Most of you may know of my deep seated affection for this 12 year old computer. 1985 was the year of it's release, and never has so much been squeezed out of a 16 bit architecture! Graphics, sound, midi and games, wonderful, glorious games!
This site will be about many different aspects of my life with the Atari ST. As this page evolves, I will add resources for those who knew her, and info and tribute for those who did not. I hope to let those who didn't have the pleasure of knowing this little box a sense of what the ST is like through screenshots and comparisons. If you're looking for game console, 8 bit or Falcon stuff, check out my links page. Otherwise, read on....
The Story So Far
Being
college going poor folk, my brother and I talked my dad into going "halves"

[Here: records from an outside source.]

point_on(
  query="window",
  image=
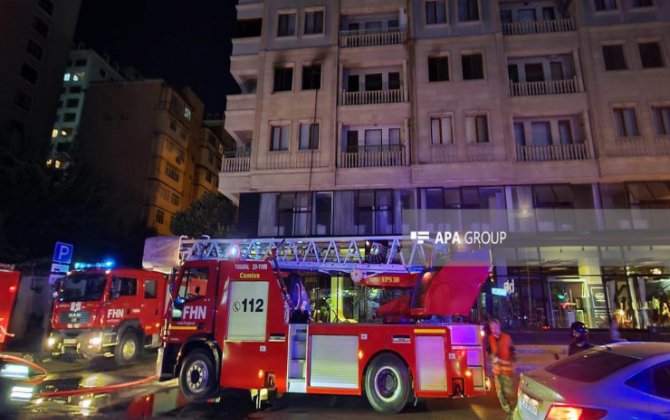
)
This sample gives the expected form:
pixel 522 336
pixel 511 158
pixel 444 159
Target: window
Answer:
pixel 47 6
pixel 160 216
pixel 35 49
pixel 314 22
pixel 438 69
pixel 626 124
pixel 29 73
pixel 283 79
pixel 309 136
pixel 172 172
pixel 661 117
pixel 436 12
pixel 150 289
pixel 468 10
pixel 311 77
pixel 22 100
pixel 279 138
pixel 476 129
pixel 473 66
pixel 41 27
pixel 440 130
pixel 286 24
pixel 614 57
pixel 605 4
pixel 650 54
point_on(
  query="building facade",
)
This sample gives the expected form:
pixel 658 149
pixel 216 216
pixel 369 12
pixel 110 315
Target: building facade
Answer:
pixel 353 113
pixel 38 36
pixel 83 68
pixel 147 141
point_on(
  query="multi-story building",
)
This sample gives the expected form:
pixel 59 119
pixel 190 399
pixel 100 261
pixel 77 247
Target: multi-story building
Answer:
pixel 353 114
pixel 37 36
pixel 84 67
pixel 146 140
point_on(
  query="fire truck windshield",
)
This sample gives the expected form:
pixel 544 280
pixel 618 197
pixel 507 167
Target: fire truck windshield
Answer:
pixel 82 287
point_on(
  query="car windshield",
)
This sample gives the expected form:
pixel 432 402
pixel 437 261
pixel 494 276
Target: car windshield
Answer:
pixel 590 366
pixel 82 287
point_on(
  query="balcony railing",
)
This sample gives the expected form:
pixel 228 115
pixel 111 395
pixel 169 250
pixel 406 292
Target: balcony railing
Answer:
pixel 538 27
pixel 373 158
pixel 551 87
pixel 352 39
pixel 638 146
pixel 554 152
pixel 373 97
pixel 236 163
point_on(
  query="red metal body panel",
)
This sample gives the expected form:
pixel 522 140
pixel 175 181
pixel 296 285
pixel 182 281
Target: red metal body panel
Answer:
pixel 9 288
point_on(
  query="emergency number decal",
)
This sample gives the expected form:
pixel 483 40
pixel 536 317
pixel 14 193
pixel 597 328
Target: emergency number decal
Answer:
pixel 247 313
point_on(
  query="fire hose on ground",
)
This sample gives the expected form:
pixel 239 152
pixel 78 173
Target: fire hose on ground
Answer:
pixel 38 379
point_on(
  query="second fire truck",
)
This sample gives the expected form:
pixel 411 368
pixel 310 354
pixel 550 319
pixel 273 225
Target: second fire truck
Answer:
pixel 233 324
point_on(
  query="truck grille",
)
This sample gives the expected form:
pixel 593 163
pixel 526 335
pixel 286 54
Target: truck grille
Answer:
pixel 74 317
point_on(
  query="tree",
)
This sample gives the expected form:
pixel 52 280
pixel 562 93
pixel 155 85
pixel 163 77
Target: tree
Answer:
pixel 212 214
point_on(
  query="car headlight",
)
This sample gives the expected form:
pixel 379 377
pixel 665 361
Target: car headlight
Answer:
pixel 14 371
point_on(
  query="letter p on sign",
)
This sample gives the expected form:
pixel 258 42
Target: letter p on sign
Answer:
pixel 63 253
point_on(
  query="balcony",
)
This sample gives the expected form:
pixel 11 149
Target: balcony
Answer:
pixel 357 38
pixel 554 152
pixel 374 157
pixel 236 163
pixel 538 27
pixel 551 87
pixel 372 97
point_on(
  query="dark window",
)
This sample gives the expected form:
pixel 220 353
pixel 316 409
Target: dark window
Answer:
pixel 605 4
pixel 47 6
pixel 22 100
pixel 436 12
pixel 283 79
pixel 314 22
pixel 468 10
pixel 590 365
pixel 286 24
pixel 29 73
pixel 614 57
pixel 311 77
pixel 35 49
pixel 150 289
pixel 473 67
pixel 650 54
pixel 394 80
pixel 373 81
pixel 438 69
pixel 41 27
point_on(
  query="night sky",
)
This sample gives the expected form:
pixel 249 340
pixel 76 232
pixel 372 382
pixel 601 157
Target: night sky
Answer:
pixel 183 42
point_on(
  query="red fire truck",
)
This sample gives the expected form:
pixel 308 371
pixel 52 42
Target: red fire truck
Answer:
pixel 240 329
pixel 108 312
pixel 9 287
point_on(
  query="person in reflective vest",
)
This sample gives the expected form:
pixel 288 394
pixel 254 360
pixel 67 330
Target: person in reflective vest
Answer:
pixel 501 350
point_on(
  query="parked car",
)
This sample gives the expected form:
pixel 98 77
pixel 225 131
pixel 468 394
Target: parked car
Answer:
pixel 624 380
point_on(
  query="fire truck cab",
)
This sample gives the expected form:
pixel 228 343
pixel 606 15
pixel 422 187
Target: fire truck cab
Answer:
pixel 108 312
pixel 237 331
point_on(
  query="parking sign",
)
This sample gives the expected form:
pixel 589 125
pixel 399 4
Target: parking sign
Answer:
pixel 63 253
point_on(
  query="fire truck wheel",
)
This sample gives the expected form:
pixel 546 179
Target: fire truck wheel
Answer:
pixel 128 348
pixel 387 383
pixel 197 376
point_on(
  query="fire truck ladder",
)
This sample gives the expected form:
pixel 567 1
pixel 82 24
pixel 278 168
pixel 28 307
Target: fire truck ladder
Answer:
pixel 370 255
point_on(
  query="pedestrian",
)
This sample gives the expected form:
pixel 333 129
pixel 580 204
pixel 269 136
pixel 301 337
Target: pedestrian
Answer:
pixel 580 340
pixel 501 350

with us to buy an Atari 520ST (Sixteen Thirtytwo) with a DSDD drive,
12" color monitor, 512k RAM, no hard drive and a couple of programs
for about a grand. It could do MIDI right out of the box, which I loved
and it was about half as much as a Mac, or IBM, which didn't include color
video or midi. We thought it was the bargain of the century, even Toys
R Us were selling them (and C64's!). Music
and games were the order of the day, and all was right with the world.
Eventually, my brother inherited that computer and in 1987 I bought a MegaST4,
with 4 megabytes of RAM. This was 6.4 times more than Bill Gates said that
anyone would ever need... and it had fast color graphics, midi and 3 channel
audio in a world that was still loading DOS from 5.25" floppies. As
you can see, it looks like a chunky, color Mac, but notice the drives all
have letter names and see the IBM style path C:\DESKTOP\ in the
top bar of window.
TOS
What is stands for no one knows, but "The Operating System" is really cool, a hybrid between Mac and IBM worlds. In fact, G.E.M., the Graphic Environment Manager, was produced for DOS machines for a while (though the PC version has changed since then and is no longer compatible). So, you got a Motorola 68000 (Mac, Amiga, Atari) chip with an OS that combines IBM and Mac concepts. This means there was software that came converted from both Intel and 68k worlds to the ST. There are still things that I wish my Mac would do like my Atari, like changing sort order in the file selector. The basic system was easy to use, fairly powerful and pretty darn stable - nary a crash in these 12 years. But it took a company named CODEHEAD to really crank up the ST to full speed and usefulness.